"Птица-Радость. Рассказы о голубиной охоте." - читать интересную книгу автора (Гроссман Марк Соломонович)

Почтовый 145-й



Я заплатил за этого голубя двадцать рублей при шумном протесте дяди Саши.

Слесарь хлопал себя ладонями по бёдрам, что всегда у него служило признаком высшего возбуждения, и кричал на всю голубинку:

— Голова у тебя есть или нету, я спрашиваю?!

Я пожал плечами и спросил:

— Что ж, не стоит голубь этих денег?

— Да как не стоит! Он и тридцать стоит!

— Тогда я тебя не понимаю: что ты шум поднял?

— А то, — уже почти спокойно сказал дядя Саша, — что уйдёт он у тебя. Знаю я этого жулика.

«Жулик» был старый, блестящей синей окраски почтовый голубь, известный далеко за пределами нашего города. На одной из его ног было алюминиевое кольцо: «СССР — 145».

Я принёс почтаря домой и, не связывая, сунул его в голубятню. Хотел посмотреть, как он будет себя вести.

Старик поднялся на одно из свободных гнёзд, приткнулся к углу и замер.

— Вот что, — сказал дядя Саша, — оборви ты его, что ли, на худой конец. Жулик этот и в связках уйдёт.

И, не дожидаясь моего согласия, дядя Саша достал почтаря с полки и вырвал из его крыльев маховые перья.

— Ну вот, — удовлетворённо сказал старый слесарь. — Теперь он, по крайней мере, на месте будет. Я что-то ещё не слыхал, чтобы голуби домой пешком ходили...

Была весна — время года, когда каждый голубь ищет себе пару, чтобы заложить гнездо и вывести птенцов. Для почтового 145-го не было свободной птицы его породы. И я предложил ему в подруги маленькую красноплёкую* голубку.

_______________

* П л ё к и е — белые голуби с цветными «щитами» на крыльях.


Казалось, 145-й забыл о старом доме. Во всяком случае, он начал ухаживать за своей подругой, и та вскоре стала кланяться ему и принимать его ласки.

Через некоторое время красноплёкая голубка положила яйца, а спустя восемнадцать дней из них вылупились совсем махонькие птенчики.

Я торжествовал. Встречая дядю Сашу, я тащил его к гнезду, показывал ему подрастающих птенцов и говорил:

— А ну, покажи, как ты кричал на всю голубинку...

Ещё через некоторое время у старого голубя отросли маховые перья, он уже ходил по кругу*, и я стал выезжать за город и забрасывать почтаря из соседних сёл. Дядя Саша был посрамлён.

_______________

* Х о д и т ь п о к р у г у — держать правильный круг над домом, в котором находится голубятня.


Когда голубята немного подросли и оперились, я позвал младшую дочь и сказал ей:

— Как мы назовём их, дочка?

Леночка пропустила вопрос мимо ушей и спросила:

— А их надо манкой кормить или чем?

— Папа с мамой сами их накормят. Так как же мы их назовём, дочка?

Тогда Леночка спросила:

— А они — брат и сестричка?

— Брат и сестричка.

— Тогда пусть они будут Паша и Маша.

— Решено, — сказал я Леночке. — Теперь они — Паша и Маша.
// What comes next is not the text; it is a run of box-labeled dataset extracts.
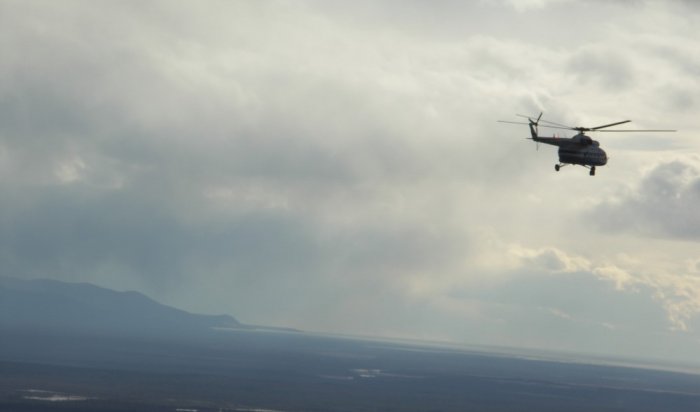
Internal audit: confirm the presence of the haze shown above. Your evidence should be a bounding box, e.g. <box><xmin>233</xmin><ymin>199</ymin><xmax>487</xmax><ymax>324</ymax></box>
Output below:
<box><xmin>0</xmin><ymin>0</ymin><xmax>700</xmax><ymax>362</ymax></box>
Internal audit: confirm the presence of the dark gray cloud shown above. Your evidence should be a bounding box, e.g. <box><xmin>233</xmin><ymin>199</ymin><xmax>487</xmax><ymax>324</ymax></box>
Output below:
<box><xmin>0</xmin><ymin>1</ymin><xmax>697</xmax><ymax>362</ymax></box>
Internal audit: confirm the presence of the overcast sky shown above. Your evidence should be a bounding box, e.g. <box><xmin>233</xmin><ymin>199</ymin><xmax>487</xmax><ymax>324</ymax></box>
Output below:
<box><xmin>0</xmin><ymin>0</ymin><xmax>700</xmax><ymax>361</ymax></box>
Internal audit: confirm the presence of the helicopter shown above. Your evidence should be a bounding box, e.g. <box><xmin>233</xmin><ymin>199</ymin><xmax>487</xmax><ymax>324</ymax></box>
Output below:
<box><xmin>499</xmin><ymin>112</ymin><xmax>675</xmax><ymax>176</ymax></box>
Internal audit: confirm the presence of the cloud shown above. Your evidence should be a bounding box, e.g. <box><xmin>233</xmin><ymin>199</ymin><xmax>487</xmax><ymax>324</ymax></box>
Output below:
<box><xmin>0</xmin><ymin>1</ymin><xmax>698</xmax><ymax>364</ymax></box>
<box><xmin>586</xmin><ymin>158</ymin><xmax>700</xmax><ymax>241</ymax></box>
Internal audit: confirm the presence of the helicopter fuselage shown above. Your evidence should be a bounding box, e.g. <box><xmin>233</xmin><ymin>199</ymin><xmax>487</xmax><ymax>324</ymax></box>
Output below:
<box><xmin>532</xmin><ymin>133</ymin><xmax>608</xmax><ymax>166</ymax></box>
<box><xmin>499</xmin><ymin>113</ymin><xmax>675</xmax><ymax>176</ymax></box>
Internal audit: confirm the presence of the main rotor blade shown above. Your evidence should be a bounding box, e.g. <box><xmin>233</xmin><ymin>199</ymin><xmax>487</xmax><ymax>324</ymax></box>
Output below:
<box><xmin>496</xmin><ymin>120</ymin><xmax>530</xmax><ymax>124</ymax></box>
<box><xmin>588</xmin><ymin>120</ymin><xmax>631</xmax><ymax>130</ymax></box>
<box><xmin>540</xmin><ymin>120</ymin><xmax>573</xmax><ymax>129</ymax></box>
<box><xmin>596</xmin><ymin>129</ymin><xmax>677</xmax><ymax>133</ymax></box>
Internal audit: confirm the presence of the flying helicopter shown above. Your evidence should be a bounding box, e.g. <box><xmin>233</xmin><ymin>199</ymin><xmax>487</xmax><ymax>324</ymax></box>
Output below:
<box><xmin>499</xmin><ymin>113</ymin><xmax>675</xmax><ymax>176</ymax></box>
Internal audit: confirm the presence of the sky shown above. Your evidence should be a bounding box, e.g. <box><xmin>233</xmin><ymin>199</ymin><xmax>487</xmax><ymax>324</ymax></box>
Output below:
<box><xmin>0</xmin><ymin>0</ymin><xmax>700</xmax><ymax>363</ymax></box>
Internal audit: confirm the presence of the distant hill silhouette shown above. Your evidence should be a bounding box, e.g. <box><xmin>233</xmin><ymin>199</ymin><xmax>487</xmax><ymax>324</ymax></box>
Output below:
<box><xmin>0</xmin><ymin>277</ymin><xmax>241</xmax><ymax>336</ymax></box>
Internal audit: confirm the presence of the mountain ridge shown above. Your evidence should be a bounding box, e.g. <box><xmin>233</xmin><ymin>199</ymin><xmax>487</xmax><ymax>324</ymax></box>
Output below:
<box><xmin>0</xmin><ymin>276</ymin><xmax>243</xmax><ymax>336</ymax></box>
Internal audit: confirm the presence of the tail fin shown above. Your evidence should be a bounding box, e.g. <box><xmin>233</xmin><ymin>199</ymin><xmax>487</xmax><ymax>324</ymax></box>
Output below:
<box><xmin>527</xmin><ymin>112</ymin><xmax>542</xmax><ymax>140</ymax></box>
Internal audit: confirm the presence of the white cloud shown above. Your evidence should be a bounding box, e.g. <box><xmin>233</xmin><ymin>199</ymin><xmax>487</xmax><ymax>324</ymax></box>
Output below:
<box><xmin>0</xmin><ymin>1</ymin><xmax>700</xmax><ymax>364</ymax></box>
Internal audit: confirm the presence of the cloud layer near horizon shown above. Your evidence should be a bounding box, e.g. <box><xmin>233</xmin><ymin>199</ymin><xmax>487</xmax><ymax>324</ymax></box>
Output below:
<box><xmin>0</xmin><ymin>1</ymin><xmax>700</xmax><ymax>359</ymax></box>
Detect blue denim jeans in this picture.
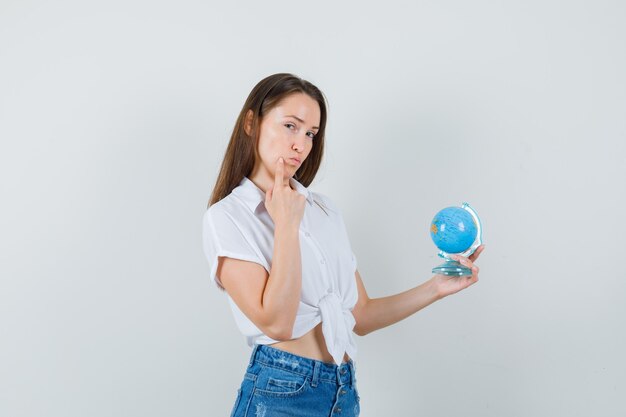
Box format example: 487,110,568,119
231,345,360,417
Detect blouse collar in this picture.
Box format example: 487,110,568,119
233,177,313,212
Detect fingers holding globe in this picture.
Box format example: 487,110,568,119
430,203,484,279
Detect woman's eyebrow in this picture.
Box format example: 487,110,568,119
285,114,320,130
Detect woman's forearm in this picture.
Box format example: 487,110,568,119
354,279,441,336
261,226,302,340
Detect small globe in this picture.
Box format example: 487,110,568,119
430,207,478,253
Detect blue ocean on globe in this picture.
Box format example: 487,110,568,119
430,207,478,253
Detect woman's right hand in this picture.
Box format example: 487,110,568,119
265,158,306,230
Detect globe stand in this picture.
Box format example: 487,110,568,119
433,260,472,277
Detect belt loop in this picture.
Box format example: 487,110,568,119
311,361,321,388
248,344,259,368
350,360,356,387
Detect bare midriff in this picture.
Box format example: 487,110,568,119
271,323,350,364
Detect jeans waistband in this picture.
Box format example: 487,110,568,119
248,345,356,386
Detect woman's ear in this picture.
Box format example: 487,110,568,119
243,110,254,136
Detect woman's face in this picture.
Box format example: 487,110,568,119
250,93,320,191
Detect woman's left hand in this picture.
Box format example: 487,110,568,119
432,245,485,298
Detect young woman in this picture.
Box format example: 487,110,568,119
203,74,483,417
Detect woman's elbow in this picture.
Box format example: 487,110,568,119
352,324,371,336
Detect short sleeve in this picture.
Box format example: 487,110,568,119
202,206,269,289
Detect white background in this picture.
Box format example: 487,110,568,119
0,0,626,417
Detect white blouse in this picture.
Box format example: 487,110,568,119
202,177,358,364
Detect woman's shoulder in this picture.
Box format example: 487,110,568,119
310,191,340,214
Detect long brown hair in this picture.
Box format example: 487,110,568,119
207,73,326,207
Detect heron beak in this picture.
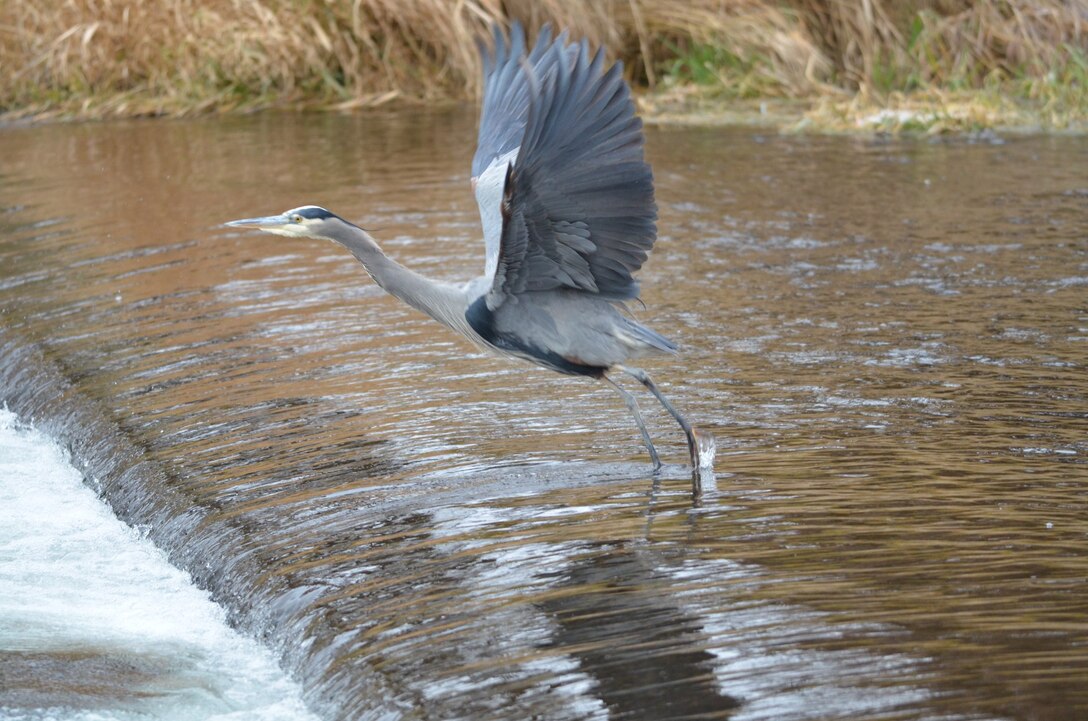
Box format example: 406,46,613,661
223,215,292,231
Синий голубь терпеливо и заботливо выращивал свой выводок. Он много раз в день кормил малышей, очищал их от соломинок и всякой шелухи и вместе с красноплёкой голубкой оберегал детей от опасности.

Двадцать девятого июня голубята впервые стали самостоятельно клевать зерно, а тридцатого почтовый 145-й свечой поднялся в небо и, даже не сделав круга над домом, ушёл на восток — туда, где находилась его старая голубятня.

Тотчас на балконе у меня очутился дядя Саша. Ухмыляясь, он спросил:

— Показать тебе, как я кричал на всю голубинку?

Паша и Маша росли не по дням, а по часам.

Они унаследовали многие качества своих родителей. Перо у них было синевато-красное, клювы большие, с наростами у основания, ноги голые. Фигурами они пошли в отца: стройные, высокие, широкогрудые.

Шестнадцатого июля голубка-мать подняла детей в первый полёт. Они смешно растопыривали крылья, пытаясь планировать. Садясь на крышу, допускали ошибки: пролетали намеченное для посадки место; прежде чем опуститься на голубятню, долго сидели на крыше и мотали головами.

Двадцать седьмого июля на кругу появился почтовый 145-й, и в то же мгновение в воздух поднялась красноплёкая голубка. За ними, хлопая крыльями, ушли дети. Отец увёл их к себе.

Но через четыре дня Паша и Маша вернулись: они были уже взрослыми голубями и хотели жить самостоятельно, там, где родились.